Il Global Risks Report (spesso associato a presentazioni o lecture annuali) è un rapporto fondamentale pubblicato annualmente dal World Economic Forum in collaborazione con Marsh McLennan e Zurich Insurance Group. Analizza le principali minacce globali—economiche, ambientali, geopolitiche, sociali e tecnologiche—basandosi su indagini condotte tra esperti e leader mondiali.
Secondo Lagarde, stime recenti indicano che l’IA potrebbe aumentare la crescita annuale della produttività fino a 1,5 punti percentuali, un balzo non visto dall’inizio del XX secolo.
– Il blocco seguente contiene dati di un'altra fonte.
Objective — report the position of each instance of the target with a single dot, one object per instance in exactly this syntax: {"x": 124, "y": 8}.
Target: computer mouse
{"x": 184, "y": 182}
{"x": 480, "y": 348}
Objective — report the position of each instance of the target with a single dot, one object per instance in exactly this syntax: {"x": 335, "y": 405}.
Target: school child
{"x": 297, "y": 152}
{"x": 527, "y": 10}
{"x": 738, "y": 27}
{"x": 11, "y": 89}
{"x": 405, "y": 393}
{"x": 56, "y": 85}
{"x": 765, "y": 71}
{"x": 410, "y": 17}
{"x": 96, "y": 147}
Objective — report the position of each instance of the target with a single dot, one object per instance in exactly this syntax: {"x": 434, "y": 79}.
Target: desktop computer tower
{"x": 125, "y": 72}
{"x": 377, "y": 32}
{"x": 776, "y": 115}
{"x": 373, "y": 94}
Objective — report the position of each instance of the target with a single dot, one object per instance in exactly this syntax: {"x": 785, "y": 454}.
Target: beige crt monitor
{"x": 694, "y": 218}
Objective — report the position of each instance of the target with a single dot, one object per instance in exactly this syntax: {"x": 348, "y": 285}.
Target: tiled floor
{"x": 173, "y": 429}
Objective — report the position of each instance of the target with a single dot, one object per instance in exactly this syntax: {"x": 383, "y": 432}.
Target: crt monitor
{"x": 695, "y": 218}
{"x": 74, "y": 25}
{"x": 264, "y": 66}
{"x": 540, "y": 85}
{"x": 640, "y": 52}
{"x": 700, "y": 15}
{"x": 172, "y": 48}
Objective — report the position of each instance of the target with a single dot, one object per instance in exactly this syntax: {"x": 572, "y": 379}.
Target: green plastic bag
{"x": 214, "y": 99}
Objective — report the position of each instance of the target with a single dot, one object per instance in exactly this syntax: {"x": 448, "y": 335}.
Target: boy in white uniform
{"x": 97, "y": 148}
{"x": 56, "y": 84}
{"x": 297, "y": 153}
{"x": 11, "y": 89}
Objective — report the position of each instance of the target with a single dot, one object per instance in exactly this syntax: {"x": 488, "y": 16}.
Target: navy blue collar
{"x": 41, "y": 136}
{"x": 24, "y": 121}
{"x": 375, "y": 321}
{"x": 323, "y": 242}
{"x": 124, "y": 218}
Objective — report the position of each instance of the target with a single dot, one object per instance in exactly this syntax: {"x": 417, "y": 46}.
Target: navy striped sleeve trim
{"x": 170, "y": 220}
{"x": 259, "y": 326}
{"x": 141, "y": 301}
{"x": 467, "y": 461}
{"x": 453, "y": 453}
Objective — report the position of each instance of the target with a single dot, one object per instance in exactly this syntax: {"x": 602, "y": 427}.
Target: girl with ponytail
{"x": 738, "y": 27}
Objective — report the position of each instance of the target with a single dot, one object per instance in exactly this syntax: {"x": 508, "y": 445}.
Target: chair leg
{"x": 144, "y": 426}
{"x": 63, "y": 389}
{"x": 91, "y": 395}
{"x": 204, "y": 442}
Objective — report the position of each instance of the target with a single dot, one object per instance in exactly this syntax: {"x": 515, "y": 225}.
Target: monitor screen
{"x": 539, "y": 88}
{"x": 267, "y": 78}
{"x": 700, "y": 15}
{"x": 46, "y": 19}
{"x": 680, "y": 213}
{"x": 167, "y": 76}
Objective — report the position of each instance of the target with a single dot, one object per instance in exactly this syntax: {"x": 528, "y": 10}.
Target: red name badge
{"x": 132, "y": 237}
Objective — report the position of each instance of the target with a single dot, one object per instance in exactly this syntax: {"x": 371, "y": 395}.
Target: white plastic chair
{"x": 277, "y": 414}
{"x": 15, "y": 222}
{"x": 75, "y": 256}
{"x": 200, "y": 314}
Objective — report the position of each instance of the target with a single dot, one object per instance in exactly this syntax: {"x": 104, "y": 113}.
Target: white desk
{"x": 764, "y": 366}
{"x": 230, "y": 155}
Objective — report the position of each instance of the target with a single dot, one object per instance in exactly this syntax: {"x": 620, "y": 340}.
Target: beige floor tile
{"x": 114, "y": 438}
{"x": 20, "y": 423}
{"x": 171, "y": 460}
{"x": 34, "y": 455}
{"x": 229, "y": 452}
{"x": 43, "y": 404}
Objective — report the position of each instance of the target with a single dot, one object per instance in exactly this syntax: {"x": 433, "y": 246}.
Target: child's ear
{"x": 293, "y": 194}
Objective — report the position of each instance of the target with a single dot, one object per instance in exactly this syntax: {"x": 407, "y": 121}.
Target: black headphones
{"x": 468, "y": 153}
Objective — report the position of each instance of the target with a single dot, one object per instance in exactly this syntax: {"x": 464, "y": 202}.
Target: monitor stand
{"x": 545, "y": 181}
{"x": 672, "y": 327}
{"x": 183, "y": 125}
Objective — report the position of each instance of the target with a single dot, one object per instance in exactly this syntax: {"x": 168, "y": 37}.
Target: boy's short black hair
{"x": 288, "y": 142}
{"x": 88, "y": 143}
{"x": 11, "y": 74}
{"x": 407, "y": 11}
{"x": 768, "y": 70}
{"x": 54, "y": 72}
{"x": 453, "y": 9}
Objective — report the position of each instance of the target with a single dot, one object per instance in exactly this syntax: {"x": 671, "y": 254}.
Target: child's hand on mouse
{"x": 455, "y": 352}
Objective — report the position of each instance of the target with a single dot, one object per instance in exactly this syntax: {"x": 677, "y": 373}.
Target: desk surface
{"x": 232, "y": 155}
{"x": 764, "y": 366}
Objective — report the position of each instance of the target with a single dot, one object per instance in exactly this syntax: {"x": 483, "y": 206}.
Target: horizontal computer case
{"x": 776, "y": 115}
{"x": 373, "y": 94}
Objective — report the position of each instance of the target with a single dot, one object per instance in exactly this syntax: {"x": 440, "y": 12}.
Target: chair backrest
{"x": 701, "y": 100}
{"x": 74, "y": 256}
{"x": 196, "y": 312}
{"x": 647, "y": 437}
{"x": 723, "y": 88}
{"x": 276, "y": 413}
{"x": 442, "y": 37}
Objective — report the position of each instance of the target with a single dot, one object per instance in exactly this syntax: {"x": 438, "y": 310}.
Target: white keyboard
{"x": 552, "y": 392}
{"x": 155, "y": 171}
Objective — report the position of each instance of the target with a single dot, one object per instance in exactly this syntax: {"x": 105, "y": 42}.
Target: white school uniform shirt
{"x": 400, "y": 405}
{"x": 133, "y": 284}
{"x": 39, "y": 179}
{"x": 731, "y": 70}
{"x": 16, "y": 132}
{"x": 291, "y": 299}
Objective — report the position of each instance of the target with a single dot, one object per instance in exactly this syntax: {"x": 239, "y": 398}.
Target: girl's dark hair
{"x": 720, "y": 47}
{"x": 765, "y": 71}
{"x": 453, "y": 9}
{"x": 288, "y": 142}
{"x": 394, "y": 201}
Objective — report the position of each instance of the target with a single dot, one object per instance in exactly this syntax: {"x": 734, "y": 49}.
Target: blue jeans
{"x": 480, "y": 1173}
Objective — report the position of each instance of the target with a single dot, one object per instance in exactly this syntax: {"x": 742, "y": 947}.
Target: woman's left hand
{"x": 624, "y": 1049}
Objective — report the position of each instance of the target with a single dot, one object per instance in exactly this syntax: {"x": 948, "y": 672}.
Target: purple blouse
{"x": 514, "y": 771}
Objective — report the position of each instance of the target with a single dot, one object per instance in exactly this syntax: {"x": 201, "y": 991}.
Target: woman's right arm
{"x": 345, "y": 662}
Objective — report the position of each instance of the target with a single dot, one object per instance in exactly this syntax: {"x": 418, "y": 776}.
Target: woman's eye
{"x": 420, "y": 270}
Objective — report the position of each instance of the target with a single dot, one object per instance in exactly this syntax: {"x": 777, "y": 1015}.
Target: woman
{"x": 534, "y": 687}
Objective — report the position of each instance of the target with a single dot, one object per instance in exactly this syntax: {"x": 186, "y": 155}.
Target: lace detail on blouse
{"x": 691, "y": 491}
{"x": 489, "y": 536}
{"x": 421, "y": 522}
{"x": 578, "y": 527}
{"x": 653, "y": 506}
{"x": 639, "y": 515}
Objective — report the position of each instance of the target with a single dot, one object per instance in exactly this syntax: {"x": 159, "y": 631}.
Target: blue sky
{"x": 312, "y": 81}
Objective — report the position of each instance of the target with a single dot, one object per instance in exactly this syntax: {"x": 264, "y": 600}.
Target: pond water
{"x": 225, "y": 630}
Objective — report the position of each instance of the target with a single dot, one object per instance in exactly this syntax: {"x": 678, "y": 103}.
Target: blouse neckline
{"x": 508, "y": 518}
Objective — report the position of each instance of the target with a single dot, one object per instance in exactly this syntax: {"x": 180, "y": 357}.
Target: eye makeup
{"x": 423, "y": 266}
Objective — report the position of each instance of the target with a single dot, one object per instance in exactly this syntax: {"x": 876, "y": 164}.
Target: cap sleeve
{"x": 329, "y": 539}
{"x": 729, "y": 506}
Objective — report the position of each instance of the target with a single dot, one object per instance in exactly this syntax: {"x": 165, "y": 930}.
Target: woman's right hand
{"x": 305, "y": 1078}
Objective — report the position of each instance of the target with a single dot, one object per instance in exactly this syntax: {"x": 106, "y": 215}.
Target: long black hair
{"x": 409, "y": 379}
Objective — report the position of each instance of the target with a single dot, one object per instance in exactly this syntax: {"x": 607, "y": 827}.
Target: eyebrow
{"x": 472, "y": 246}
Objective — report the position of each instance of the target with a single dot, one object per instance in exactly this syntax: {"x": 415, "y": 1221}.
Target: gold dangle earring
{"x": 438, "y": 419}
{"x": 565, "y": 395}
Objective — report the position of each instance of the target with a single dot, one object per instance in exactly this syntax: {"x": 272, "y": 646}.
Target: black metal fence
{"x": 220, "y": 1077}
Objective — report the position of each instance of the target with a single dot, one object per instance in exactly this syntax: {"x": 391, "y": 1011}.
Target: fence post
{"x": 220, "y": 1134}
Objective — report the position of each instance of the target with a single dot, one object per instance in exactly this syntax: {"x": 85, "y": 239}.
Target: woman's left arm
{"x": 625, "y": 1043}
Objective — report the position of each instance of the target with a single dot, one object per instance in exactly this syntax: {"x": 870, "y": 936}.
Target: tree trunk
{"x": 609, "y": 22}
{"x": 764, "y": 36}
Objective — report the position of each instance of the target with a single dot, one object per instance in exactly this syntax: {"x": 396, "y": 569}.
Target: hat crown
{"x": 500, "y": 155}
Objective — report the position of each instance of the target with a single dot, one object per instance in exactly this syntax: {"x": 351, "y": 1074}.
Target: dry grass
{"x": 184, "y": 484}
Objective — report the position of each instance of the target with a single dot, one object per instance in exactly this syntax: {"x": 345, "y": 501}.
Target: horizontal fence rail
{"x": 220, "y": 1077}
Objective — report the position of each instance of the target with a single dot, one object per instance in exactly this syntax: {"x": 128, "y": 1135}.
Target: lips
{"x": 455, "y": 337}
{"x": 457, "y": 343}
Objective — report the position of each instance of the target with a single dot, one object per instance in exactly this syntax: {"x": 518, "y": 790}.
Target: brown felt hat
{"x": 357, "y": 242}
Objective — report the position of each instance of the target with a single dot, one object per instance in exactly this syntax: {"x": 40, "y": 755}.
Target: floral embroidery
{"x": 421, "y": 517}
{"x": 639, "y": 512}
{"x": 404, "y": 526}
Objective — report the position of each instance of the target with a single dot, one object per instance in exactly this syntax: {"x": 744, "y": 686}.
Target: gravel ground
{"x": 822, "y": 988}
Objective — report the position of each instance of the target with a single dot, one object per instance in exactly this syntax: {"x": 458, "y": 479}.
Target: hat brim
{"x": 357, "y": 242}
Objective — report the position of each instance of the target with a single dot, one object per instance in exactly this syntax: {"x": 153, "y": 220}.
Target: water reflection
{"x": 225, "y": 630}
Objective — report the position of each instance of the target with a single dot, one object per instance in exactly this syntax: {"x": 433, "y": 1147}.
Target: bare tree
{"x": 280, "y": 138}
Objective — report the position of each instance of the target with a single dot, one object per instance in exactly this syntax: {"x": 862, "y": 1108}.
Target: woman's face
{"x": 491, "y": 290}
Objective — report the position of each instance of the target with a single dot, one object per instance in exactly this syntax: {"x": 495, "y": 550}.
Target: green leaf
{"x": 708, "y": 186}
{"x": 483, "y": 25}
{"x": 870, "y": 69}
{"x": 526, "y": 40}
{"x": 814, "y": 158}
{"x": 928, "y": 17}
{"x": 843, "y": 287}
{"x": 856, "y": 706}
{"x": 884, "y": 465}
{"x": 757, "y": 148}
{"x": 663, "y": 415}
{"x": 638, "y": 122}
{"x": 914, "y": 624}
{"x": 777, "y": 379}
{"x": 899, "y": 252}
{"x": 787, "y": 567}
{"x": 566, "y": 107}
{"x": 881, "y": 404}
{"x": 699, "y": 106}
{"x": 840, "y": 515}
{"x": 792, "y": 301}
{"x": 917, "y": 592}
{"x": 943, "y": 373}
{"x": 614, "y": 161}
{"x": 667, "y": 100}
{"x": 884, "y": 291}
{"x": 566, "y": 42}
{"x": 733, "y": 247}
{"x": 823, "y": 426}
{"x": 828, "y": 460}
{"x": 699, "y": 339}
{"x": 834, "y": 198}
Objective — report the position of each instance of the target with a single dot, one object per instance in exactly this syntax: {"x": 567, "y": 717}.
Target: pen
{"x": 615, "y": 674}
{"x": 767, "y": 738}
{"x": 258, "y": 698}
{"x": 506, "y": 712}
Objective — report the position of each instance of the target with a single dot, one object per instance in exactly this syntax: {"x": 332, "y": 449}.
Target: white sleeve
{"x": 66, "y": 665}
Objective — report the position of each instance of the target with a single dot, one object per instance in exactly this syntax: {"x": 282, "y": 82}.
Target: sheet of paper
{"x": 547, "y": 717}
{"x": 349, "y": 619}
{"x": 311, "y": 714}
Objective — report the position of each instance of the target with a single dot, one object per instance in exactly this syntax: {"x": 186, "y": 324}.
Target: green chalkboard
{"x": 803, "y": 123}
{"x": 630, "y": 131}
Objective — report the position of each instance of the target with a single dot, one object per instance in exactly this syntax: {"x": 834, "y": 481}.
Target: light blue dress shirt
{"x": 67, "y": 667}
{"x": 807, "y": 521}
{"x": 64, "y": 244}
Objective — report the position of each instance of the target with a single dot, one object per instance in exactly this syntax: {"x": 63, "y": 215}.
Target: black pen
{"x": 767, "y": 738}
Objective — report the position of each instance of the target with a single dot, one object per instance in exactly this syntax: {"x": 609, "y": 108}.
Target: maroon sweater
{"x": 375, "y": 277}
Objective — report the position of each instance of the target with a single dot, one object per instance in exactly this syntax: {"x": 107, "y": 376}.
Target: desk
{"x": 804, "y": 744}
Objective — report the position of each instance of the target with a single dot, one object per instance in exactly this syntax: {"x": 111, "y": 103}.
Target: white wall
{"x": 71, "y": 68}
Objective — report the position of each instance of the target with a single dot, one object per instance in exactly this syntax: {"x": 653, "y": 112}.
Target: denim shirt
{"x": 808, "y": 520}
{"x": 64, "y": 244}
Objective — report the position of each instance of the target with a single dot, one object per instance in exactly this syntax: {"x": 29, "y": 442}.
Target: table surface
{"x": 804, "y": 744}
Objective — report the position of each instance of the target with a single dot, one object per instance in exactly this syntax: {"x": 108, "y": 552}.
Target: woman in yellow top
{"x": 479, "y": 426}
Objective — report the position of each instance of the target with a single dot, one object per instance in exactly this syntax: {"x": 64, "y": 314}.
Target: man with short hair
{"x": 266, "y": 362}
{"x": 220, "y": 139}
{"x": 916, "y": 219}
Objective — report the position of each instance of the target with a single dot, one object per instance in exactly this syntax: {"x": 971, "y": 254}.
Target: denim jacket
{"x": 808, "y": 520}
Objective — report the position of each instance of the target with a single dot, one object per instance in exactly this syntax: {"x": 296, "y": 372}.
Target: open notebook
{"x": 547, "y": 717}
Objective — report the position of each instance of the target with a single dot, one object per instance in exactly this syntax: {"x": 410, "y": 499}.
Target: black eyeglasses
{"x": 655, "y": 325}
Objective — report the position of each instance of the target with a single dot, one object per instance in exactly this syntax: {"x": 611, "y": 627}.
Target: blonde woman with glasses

Al contrario, una grave frammentazione dei mercati potrebbe ridurre la produzione globale fino al 7% del PIL in un decennio, equivalente alle economie combinate di Germania e Giappone. In un contesto di invecchiamento demografico, crescenti esigenze di investimento e spazio fiscale limitato nei paesi avanzati, la scelta tra questi due scenari è cruciale.
La presidente Bce ha paragonato la situazione attuale agli anni ’20 del Novecento, quando la frammentazione danneggiò l’economia nonostante i progressi tecnologici. Oggi, l’IA sta rilanciando il commercio di merci proprio mentre tensioni geopolitiche, restrizioni sui dati e standard divergenti minacciano di interromperlo.
“La dipendenza della tecnologia dall’integrazione globale è così profonda che la frammentazione inizierebbe a eroderla quasi immediatamente”, ha sottolineato Lagarde. “Più l’IA diventa centrale per la crescita mondiale, più la frammentazione geopolitica diventa sistematicamente costosa”.